UNPICK START

kosiew · kosiew · commit 432bb0817215 · 2025-11-29T10:58:27.000+08:00
diff --git a/AGENTS.md b/AGENTS.md
@@ -0,0 +1,149 @@
+# AGENTS Instructions
+
+This repository contains Python bindings for Rust's DataFusion.
+
+## Development workflow
+- Ensure git submodules are initialized: `git submodule update --init`.
+- Build the Rust extension before running tests:
+  - `uv run --no-project maturin develop --uv`
+- Run tests with pytest:
+  - `uv --no-project pytest .`
+
+## Linting and formatting
+- Use pre-commit for linting/formatting.
+- Run hooks for changed files before committing:
+  - `pre-commit run --files <files>`
+  - or `pre-commit run --all-files`
+- Hooks enforce:
+  - Python linting/formatting via Ruff
+  - Rust formatting via `cargo fmt`
+  - Rust linting via `cargo clippy`
+- Ruff rules that frequently fail in this repo:
+  - **Import sorting (`I001`)**: Keep import blocks sorted/grouped. Running `ruff check --select I --fix <files>` will repair order.
+  - **Type-checking guards (`TCH001`)**: Place imports that are only needed for typing (e.g., `AggregateUDF`, `ScalarUDF`, `TableFunction`, `WindowUDF`, `NullTreatment`, `DataFrame`) inside a `if TYPE_CHECKING:` block.
+  - **Docstring spacing (`D202`, `D205`)**: The summary line must be separated from the body with exactly one blank line, and there must be no blank line immediately after the closing triple quotes.
+  - **Ternary suggestions (`SIM108`)**: Prefer single-line ternary expressions when Ruff requests them over multi-line `if`/`else` assignments.
+
+## Notes
+- The repository mixes Python and Rust; ensure changes build for both languages.

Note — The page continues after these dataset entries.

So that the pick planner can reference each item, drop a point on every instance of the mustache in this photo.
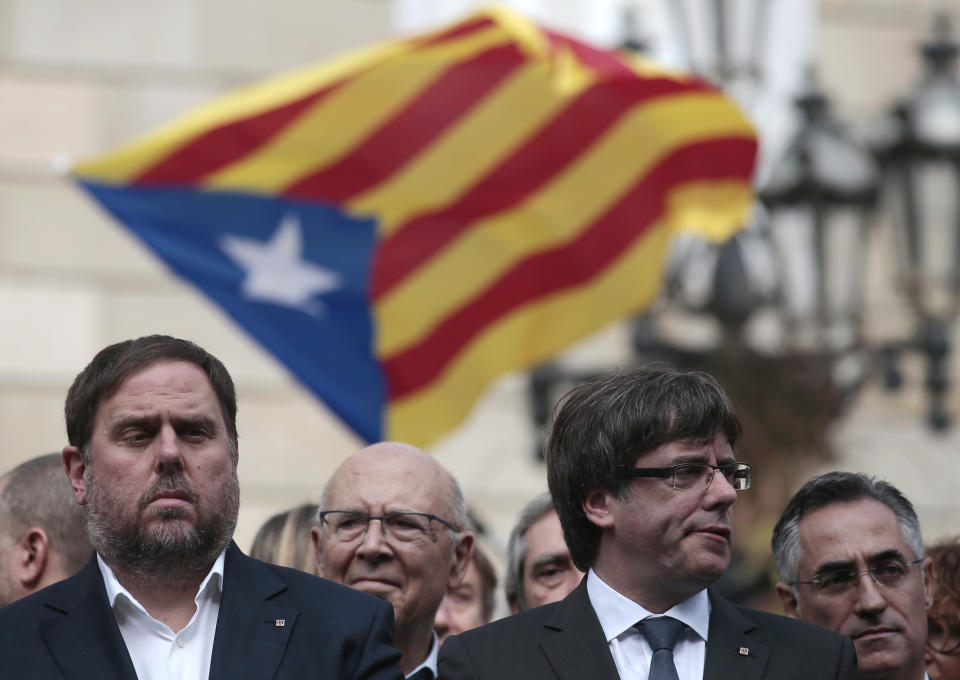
(172, 482)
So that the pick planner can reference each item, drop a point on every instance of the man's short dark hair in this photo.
(112, 365)
(488, 582)
(836, 488)
(517, 548)
(602, 426)
(38, 494)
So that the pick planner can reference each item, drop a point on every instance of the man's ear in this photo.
(597, 507)
(462, 554)
(317, 549)
(788, 597)
(75, 467)
(34, 556)
(926, 570)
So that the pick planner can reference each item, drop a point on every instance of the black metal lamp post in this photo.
(820, 197)
(921, 161)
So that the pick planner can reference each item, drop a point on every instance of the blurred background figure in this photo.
(43, 532)
(539, 567)
(469, 604)
(284, 539)
(943, 617)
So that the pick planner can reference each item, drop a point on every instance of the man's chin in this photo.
(377, 587)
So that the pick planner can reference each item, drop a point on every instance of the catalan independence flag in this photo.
(402, 225)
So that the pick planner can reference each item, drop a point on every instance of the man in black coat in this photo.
(642, 470)
(153, 459)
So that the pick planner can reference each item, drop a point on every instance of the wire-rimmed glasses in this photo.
(889, 573)
(404, 527)
(697, 475)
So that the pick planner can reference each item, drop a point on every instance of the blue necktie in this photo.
(662, 633)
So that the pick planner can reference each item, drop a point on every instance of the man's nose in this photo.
(721, 491)
(373, 543)
(870, 596)
(169, 455)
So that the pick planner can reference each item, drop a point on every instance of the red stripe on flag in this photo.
(570, 265)
(458, 31)
(598, 60)
(544, 155)
(221, 146)
(451, 95)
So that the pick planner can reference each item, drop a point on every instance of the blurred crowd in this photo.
(125, 540)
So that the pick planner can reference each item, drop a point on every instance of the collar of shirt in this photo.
(211, 585)
(431, 660)
(618, 613)
(157, 652)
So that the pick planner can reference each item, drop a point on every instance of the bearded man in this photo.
(153, 459)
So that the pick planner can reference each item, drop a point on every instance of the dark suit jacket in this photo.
(68, 631)
(565, 641)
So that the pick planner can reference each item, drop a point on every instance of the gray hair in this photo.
(829, 489)
(38, 494)
(457, 513)
(517, 547)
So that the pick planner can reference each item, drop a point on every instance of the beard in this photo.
(172, 548)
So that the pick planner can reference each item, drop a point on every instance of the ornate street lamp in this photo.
(820, 196)
(920, 156)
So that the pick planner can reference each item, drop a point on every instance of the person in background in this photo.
(850, 556)
(393, 523)
(469, 604)
(43, 532)
(539, 567)
(943, 615)
(284, 539)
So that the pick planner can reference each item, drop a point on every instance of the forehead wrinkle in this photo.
(388, 482)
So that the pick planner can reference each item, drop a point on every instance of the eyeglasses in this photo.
(404, 527)
(697, 475)
(838, 582)
(942, 637)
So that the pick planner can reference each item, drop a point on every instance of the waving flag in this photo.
(402, 225)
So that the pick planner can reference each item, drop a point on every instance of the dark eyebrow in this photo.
(551, 558)
(199, 419)
(876, 558)
(141, 421)
(886, 556)
(840, 565)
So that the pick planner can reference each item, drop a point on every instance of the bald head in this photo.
(410, 559)
(43, 532)
(399, 466)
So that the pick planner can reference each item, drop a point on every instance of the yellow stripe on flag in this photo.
(310, 143)
(459, 159)
(127, 162)
(557, 213)
(530, 335)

+- If adding new dependencies, update `pyproject.toml` and run `uv sync --dev --no-install-package datafusion`.
+
+## Rust insights
+
+Below are a set of concise mental-model shifts and expert insights about Rust that are helpful when developing and reviewing the Rust parts of this repository. They emphasize how to think in terms of compile-time guarantees, capabilities, and algebraic composition rather than just language ergonomics.
+
+1. Ownership → Compile-Time Resource Graph
+
+> Stop seeing ownership as “who frees memory.”
+> See it as a **compile-time dataflow graph of resource control**.
+
+Every `let`, `move`, or `borrow` defines an edge in a graph the compiler statically verifies — ensuring linear usage of scarce resources (files, sockets, locks) **without a runtime GC**. Once you see lifetimes as edges, not annotations, you’re designing **proofs of safety**, not code that merely compiles.
+
+2. Borrowing → Capability Leasing
+
+> Stop thinking of borrowing as “taking a reference.”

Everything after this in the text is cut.